Conférences 2022 sur l'imagerie médicale en Europe : un panorama des rendez-vous spécialisés
L'année 2022 a marqué un retour progressif aux événements en présentiel, mais le constat est contre-intuitif : les conférences sur le traitement d'image médicale n'ont jamais été aussi fragmentées. Là où l'on attendait un repli sur quelques grands rendez-vous historiques, c'est une prolifération de formats hybrides, d'ateliers spécialisés et de symposiums de niche qui a caractérisé la période. Cette diversité répond à une demande croissante de contenus pointus, mais complique la tâche des chercheurs et des industriels cherchant à identifier les événements réellement pertinents pour leur travail.
Les grands congrès généralistes et leur rôle structurant
Les grandes manifestations européennes ont conservé leur position de référence, notamment le congrès de la Société européenne de radiologie (ECR) et la conférence annuelle de l'Association européenne de médecine nucléaire (EANM).
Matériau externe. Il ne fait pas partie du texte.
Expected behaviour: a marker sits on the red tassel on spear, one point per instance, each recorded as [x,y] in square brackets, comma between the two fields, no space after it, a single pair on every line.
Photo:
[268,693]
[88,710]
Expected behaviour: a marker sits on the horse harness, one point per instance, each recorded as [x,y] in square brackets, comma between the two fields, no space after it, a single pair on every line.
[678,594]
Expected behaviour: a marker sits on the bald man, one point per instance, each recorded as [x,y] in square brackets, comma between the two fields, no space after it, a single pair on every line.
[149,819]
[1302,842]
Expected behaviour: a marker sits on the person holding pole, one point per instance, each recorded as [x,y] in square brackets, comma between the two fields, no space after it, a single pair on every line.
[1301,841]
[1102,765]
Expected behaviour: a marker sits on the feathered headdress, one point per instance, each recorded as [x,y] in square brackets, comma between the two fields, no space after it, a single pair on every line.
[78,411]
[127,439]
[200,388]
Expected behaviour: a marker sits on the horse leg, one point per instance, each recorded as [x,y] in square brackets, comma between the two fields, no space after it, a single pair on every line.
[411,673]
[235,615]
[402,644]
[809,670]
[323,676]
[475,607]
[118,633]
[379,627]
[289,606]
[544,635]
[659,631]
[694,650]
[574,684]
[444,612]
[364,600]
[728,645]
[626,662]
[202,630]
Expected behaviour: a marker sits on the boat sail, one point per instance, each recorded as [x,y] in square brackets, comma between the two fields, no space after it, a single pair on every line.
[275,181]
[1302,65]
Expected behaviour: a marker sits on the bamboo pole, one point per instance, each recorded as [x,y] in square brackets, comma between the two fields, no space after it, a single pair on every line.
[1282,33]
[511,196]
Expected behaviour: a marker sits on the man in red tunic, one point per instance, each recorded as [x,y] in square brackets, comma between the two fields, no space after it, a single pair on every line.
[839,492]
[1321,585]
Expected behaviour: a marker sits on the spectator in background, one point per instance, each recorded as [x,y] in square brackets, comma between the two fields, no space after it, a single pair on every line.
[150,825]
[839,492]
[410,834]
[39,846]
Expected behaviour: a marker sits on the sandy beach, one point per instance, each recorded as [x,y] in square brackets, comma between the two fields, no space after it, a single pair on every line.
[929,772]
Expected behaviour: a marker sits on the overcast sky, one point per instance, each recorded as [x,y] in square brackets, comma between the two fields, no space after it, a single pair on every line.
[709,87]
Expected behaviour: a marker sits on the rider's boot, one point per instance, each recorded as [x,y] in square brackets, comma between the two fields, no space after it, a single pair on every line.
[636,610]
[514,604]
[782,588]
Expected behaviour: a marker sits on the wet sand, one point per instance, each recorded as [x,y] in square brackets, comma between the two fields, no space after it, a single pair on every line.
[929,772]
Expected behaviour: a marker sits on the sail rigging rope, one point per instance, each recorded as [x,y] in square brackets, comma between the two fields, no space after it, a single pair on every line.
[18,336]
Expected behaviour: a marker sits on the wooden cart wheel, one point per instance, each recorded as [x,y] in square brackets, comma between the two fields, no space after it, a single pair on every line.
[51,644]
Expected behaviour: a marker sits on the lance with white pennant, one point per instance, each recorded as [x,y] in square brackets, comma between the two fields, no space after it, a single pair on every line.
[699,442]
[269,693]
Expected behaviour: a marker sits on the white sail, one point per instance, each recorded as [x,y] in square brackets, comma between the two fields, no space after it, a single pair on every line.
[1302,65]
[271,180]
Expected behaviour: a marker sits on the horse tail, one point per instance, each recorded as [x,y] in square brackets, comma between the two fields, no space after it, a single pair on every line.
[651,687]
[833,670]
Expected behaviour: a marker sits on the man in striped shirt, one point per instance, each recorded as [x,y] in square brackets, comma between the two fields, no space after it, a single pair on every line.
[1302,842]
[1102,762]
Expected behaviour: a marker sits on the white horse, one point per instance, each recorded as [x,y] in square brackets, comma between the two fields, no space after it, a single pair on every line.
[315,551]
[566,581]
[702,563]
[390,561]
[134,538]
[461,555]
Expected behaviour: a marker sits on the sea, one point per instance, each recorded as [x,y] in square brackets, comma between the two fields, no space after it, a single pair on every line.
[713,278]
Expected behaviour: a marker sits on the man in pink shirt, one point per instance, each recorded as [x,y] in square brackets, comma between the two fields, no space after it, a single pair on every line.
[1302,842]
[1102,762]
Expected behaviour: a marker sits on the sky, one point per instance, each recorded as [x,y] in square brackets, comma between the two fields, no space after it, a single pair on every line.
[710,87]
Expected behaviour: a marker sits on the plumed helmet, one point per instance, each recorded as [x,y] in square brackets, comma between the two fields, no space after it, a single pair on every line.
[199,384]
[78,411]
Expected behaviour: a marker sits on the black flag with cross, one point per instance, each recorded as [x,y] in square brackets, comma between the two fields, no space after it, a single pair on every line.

Ces événements, organisés respectivement à Vienne et à Barcelone en 2022, ont servi de plateformes centrales pour les annonces majeures en matière d'algorithmes d'aide au diagnostic et de logiciels de post-traitement.
Leur force réside dans leur capacité à réunir l'ensemble des acteurs : cliniciens, ingénieurs biomédicaux, développeurs de logiciels et représentants des agences réglementaires. Les sessions plénières y présentent les tendances générales, tandis que les sessions parallèles permettent des échanges plus techniques. Cependant, la taille même de ces congrès constitue une limite : la visibilité des travaux très spécialisés y est réduite, et les échanges approfondis entre experts d'un même sous-domaine restent difficiles.
Les conférences thématiques : une spécialisation assumée
À l'opposé des grands rendez-vous, une série de conférences européennes se concentre sur des aspects précis du traitement d'image médicale. Le congrès MICCAI (Medical Image Computing and Computer Assisted Intervention), bien qu'à portée internationale, a tenu son édition 2022 à Singapour, mais de nombreux satellites européens ont émergé autour de ses thématiques. Des événements comme le Workshop on Clinical Image-Based Procedures ou les rencontres sur la radiomique se sont tenus dans différentes villes européennes, souvent en amont ou en aval des grands congrès.
Ces conférences thématiques fonctionnent sur un modèle différent : des comités de programme restreints, des soumissions ciblées et un nombre de participants limité. Cette configuration favorise les discussions de fond sur les méthodes de segmentation, la fusion d'images multimodales ou l'utilisation de l'apprentissage profond pour l'analyse d'images pathologiques. Leur inconvénient tient à leur visibilité moindre : les actes de ces rencontres sont parfois publiés dans des revues de second rang ou des collections d'ateliers, ce qui réduit leur impact académique pour les jeunes chercheurs.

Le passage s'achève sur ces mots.